On the old Leaf links that were provided in other parts of the thread, I do think it sounds like some good understanding was achieved during the early days of study and cooperation between drivers and automaker-engineers and others, to understand what was going on with the Gen1 and some subsequent Leafs, but this understanding seems to have been more focused on just the Leafs. Ultimately what I think is needed is more (much more) along the lines of what you've provided here, which compares various approaches, including liquid cooling, and gets at the key questions around what are the benefits and what are the drawbacks of the cooling, in different geographies, use-cases, etc.
On Seattle versus "upstate NY" (with further clarification that was offered in this case, I think Albany/Saratoga Springs area)
- I am not very experienced with weather and climate data, but even just a glance shows that there is some (what seems to me) decent-sized variance in all-time summer monthly record highs among different towns, and between those towns and Seattle.

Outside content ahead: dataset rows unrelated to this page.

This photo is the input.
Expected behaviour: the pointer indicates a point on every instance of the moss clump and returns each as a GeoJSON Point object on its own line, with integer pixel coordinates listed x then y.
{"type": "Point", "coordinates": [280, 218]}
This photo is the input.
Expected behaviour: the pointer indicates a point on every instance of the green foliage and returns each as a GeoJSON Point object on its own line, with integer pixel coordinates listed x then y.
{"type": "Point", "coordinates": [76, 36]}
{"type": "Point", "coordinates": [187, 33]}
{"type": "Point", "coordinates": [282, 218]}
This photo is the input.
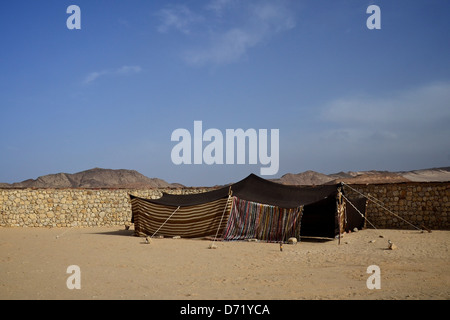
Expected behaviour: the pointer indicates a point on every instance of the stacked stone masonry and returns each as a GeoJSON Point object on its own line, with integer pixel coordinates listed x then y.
{"type": "Point", "coordinates": [406, 205]}
{"type": "Point", "coordinates": [420, 204]}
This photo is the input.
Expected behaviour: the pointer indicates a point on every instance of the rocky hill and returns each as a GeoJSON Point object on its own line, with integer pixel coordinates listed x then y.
{"type": "Point", "coordinates": [93, 178]}
{"type": "Point", "coordinates": [110, 178]}
{"type": "Point", "coordinates": [356, 177]}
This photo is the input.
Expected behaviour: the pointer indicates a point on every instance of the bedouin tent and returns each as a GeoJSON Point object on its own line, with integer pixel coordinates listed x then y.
{"type": "Point", "coordinates": [251, 208]}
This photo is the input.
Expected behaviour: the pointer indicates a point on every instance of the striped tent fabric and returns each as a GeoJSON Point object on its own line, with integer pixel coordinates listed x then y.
{"type": "Point", "coordinates": [197, 221]}
{"type": "Point", "coordinates": [253, 220]}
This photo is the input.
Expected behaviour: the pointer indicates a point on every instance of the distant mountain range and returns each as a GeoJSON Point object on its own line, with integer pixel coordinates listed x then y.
{"type": "Point", "coordinates": [121, 178]}
{"type": "Point", "coordinates": [93, 178]}
{"type": "Point", "coordinates": [363, 177]}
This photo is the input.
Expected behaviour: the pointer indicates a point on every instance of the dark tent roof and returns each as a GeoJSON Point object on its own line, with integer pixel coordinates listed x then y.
{"type": "Point", "coordinates": [256, 189]}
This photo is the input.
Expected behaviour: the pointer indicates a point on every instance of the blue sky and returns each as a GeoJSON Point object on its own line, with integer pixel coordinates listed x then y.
{"type": "Point", "coordinates": [109, 95]}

- maybe it's too far out into the weeds, but I'm wondering if high average humidity might actually help (perhaps in a small way) passive air cooling.
A goal here for me (
both for personal buying but also for industry analysis) is to understand, going into gen3 and so-on, whether, or to what extent, I think it might be a flat-out mistake for an automaker to offer passive or active air-cooling, and to understand this, part of the matter is to compare with liquid cooling (the link you provided does this, somewhat, but some of the other links provided elsewhereI'm not so sure).

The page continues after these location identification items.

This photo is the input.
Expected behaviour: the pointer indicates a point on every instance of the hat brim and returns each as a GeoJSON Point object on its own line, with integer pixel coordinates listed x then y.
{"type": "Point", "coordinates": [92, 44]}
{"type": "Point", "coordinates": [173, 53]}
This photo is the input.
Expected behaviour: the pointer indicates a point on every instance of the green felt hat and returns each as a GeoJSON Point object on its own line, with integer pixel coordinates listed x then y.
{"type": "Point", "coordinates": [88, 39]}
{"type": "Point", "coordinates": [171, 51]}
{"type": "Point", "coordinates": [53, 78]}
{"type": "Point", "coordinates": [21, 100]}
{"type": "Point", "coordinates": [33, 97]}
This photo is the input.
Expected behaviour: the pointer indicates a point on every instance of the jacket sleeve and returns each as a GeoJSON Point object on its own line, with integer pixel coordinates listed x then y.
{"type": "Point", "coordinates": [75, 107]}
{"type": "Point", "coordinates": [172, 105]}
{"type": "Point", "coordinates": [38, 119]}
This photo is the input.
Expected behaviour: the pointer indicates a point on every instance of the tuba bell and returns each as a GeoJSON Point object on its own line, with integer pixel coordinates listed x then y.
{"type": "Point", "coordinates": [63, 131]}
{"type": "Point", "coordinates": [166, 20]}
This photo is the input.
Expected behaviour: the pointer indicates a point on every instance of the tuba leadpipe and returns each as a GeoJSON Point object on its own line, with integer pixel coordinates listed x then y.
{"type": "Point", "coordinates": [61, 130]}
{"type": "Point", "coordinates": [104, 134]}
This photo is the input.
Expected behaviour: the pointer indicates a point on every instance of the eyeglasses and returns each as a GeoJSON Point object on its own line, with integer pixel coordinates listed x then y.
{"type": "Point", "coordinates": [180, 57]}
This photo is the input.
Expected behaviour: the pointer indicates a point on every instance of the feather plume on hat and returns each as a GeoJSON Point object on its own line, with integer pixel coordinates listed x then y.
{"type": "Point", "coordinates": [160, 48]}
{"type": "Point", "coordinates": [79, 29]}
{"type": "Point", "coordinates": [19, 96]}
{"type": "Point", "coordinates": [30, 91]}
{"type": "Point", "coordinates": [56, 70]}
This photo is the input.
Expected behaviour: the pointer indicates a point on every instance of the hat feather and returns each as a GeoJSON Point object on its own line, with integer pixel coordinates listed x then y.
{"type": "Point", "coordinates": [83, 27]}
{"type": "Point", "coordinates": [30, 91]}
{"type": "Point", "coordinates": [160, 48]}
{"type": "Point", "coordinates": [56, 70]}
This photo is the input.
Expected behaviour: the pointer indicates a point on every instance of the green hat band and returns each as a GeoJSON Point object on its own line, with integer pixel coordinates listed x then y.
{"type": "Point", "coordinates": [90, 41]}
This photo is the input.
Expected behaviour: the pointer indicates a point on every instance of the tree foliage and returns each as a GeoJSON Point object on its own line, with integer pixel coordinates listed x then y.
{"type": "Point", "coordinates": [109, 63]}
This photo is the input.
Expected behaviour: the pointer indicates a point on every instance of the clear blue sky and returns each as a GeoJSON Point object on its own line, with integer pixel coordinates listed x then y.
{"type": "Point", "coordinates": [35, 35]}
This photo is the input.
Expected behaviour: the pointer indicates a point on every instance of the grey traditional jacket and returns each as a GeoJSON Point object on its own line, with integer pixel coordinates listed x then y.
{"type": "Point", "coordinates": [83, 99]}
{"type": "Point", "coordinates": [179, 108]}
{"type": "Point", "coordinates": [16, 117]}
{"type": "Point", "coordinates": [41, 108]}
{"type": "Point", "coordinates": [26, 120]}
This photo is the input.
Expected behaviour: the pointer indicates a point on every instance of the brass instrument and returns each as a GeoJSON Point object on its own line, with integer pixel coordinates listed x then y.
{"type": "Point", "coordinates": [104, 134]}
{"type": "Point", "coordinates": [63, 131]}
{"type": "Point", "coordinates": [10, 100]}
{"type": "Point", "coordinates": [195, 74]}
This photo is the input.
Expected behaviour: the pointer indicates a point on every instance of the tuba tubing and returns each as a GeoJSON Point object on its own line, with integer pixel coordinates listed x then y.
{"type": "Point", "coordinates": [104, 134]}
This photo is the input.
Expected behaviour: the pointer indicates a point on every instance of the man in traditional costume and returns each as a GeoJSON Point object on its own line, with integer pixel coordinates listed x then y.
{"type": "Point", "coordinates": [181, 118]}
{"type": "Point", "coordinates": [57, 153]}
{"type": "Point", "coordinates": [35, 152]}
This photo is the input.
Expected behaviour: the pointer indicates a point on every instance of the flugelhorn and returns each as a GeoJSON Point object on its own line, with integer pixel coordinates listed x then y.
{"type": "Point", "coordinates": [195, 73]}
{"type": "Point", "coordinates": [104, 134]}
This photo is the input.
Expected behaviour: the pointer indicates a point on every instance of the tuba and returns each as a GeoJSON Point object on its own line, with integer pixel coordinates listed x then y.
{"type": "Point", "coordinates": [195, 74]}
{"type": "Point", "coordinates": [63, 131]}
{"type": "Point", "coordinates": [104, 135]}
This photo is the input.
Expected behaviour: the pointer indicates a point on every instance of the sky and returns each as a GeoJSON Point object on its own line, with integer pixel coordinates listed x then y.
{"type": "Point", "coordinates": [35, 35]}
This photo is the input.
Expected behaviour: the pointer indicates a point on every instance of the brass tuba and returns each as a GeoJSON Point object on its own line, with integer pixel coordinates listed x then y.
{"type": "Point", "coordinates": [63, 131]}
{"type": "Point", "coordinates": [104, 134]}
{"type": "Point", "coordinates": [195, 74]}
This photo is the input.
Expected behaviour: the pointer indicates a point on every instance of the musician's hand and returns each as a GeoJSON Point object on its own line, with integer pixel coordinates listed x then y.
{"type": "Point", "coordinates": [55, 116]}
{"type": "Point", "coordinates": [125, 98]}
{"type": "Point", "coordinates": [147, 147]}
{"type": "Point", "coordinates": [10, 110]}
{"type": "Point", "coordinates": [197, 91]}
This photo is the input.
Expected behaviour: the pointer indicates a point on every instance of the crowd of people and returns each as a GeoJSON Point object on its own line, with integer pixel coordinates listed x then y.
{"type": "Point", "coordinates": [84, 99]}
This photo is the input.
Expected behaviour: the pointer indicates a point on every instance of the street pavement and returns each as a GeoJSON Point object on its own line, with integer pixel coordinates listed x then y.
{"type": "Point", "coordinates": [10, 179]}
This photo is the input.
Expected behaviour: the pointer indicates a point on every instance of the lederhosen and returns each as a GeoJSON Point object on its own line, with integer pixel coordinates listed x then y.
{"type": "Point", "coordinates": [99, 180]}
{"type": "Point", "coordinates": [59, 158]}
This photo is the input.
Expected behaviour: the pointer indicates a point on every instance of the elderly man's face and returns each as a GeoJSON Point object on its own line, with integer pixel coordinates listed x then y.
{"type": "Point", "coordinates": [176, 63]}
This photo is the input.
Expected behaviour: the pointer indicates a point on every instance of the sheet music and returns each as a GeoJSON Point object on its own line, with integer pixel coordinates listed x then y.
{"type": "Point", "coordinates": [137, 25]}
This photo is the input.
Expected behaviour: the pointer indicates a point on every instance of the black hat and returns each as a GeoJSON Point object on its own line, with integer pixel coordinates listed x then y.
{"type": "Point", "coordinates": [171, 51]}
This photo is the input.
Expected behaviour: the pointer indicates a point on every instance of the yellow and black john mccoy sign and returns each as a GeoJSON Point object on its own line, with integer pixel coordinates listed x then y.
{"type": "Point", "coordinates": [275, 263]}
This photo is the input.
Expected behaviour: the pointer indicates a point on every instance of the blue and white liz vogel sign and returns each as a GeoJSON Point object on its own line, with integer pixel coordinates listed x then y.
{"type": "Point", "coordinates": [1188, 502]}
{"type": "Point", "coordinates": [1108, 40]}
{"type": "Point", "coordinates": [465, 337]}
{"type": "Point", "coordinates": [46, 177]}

As discussed, it's possible to argue that it's not a flat-out mistake but simply a matter of serving different markets and customer needs. One of several reasons I cringe when I see this argument is that I think an important principle in the vehicle business in North America as it plays out is that once a vehicle is let loose in the wild, it is quite possibly going to be subjected to all manner of conditions, even just on a very occasional long trip to another set of climate conditions, or in the hands of a 2nd or 3rd or 4th owner. While one can debate the wisdom of over-engineering a vehicle (and dramatically bumping the up-front price) so that it is likely to have great durability no matter what the abuse, I am hypothesizing that it's best to engineer an EV with the idea in mind that ultimately it will probably not always be kept (by owner practices) within a safe-for-the-passively-cooled-battery-longevity set of conditions.